Article 5S0T5 Why Young Women on Social Media are Developing Tourette's-Like Tics

Why Young Women on Social Media are Developing Tourette's-Like Tics

by
martyb
from SoylentNews on (#5S0T5)

acid andy writes:

The Guardian newspaper reports that Doctors are seeing young adults developing tics and seizures that usually start in childhood, with some people linking it to social media use.

[Michelle] Wacek has up to 20 seizures a day and currently has to use a wheelchair. Like Meg, she is now a TikTok influencer, using her platform to raise awareness of FND [(Functional Neurological Disorder]. "Knowing that I am going through the same crap as other people out there makes me feel better," Wacek says. "Without all these platforms, I would be quite isolated."

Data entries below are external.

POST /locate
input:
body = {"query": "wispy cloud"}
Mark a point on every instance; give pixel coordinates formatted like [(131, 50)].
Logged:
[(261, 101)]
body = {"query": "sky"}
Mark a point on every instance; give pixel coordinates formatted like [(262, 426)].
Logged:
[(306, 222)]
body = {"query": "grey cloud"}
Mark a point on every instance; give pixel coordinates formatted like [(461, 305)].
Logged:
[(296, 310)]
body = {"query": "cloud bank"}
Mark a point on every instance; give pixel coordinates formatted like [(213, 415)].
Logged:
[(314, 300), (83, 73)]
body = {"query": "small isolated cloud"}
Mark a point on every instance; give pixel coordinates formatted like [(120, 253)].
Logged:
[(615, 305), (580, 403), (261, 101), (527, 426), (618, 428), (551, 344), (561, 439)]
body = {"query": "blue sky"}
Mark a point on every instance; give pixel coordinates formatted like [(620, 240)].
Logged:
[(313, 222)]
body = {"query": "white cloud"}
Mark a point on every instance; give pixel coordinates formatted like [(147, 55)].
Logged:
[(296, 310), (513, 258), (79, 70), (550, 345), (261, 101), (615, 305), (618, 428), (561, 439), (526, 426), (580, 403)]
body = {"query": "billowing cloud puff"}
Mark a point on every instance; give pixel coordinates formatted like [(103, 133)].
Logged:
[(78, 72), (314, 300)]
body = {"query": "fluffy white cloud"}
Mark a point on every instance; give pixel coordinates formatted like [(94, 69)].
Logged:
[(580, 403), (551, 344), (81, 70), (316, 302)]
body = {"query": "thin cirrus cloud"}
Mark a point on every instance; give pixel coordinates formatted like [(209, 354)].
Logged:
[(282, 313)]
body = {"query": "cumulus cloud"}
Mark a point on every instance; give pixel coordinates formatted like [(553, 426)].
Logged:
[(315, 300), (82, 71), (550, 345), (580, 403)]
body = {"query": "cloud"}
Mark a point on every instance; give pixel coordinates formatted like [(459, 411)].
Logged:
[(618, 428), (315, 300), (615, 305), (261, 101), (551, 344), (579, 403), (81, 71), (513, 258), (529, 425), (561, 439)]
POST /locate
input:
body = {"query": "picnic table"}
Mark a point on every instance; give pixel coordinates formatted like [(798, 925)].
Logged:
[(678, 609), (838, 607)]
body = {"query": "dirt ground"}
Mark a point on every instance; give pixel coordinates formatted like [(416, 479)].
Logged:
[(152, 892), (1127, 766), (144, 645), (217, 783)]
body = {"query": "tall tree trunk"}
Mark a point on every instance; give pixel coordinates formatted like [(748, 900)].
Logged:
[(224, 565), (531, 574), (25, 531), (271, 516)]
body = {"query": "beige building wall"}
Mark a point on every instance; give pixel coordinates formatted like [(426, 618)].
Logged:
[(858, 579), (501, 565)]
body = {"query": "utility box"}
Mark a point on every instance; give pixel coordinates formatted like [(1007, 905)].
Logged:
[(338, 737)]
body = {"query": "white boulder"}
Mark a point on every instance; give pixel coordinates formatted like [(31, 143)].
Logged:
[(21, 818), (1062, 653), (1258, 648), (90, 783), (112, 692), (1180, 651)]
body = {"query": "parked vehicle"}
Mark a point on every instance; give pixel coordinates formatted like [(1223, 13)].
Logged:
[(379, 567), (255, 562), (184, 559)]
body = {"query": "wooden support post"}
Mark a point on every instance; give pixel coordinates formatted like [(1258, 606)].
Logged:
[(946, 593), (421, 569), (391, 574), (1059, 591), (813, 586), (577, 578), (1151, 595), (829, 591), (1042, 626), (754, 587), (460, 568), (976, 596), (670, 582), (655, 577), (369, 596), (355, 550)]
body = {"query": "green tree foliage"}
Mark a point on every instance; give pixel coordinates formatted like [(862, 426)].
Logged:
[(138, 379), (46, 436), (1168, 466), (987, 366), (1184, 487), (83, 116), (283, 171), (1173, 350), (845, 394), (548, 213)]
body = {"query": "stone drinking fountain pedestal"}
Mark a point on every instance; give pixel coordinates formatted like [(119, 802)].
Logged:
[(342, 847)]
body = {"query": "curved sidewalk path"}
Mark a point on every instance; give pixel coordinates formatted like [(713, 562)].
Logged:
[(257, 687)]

This month, Wacek's Facebook groups and online communities lit up. The source: a Wall Street Journal report about the rise in young women developing sudden-onset tics that doctors thought could be linked to TikTok. The article prompted a swift backlash from many in the Tourette's and FND community. "I read the article and thought it was a load of crap," says Wacek. "TikTok is not giving people Tourette's." The fact that she followed Meg before developing tics herself, says Wacek, is a "coincidence".

[...] In August, Brain published a paper with the incendiary headline: "Stop that! It's not Tourette's but a new type of mass sociogenic illness". In it, clinicians from Hannover Medical School in Germany speculated that a mass sociogenic illness (MSI) that resembled Tourette's but was not Tourette's, was spreading among German teenagers. A sociogenic illness, explains researcher Dr Kirsten Muller-Vahl, "is when people who are in close contact develop similar symptoms, but without any underlying cause".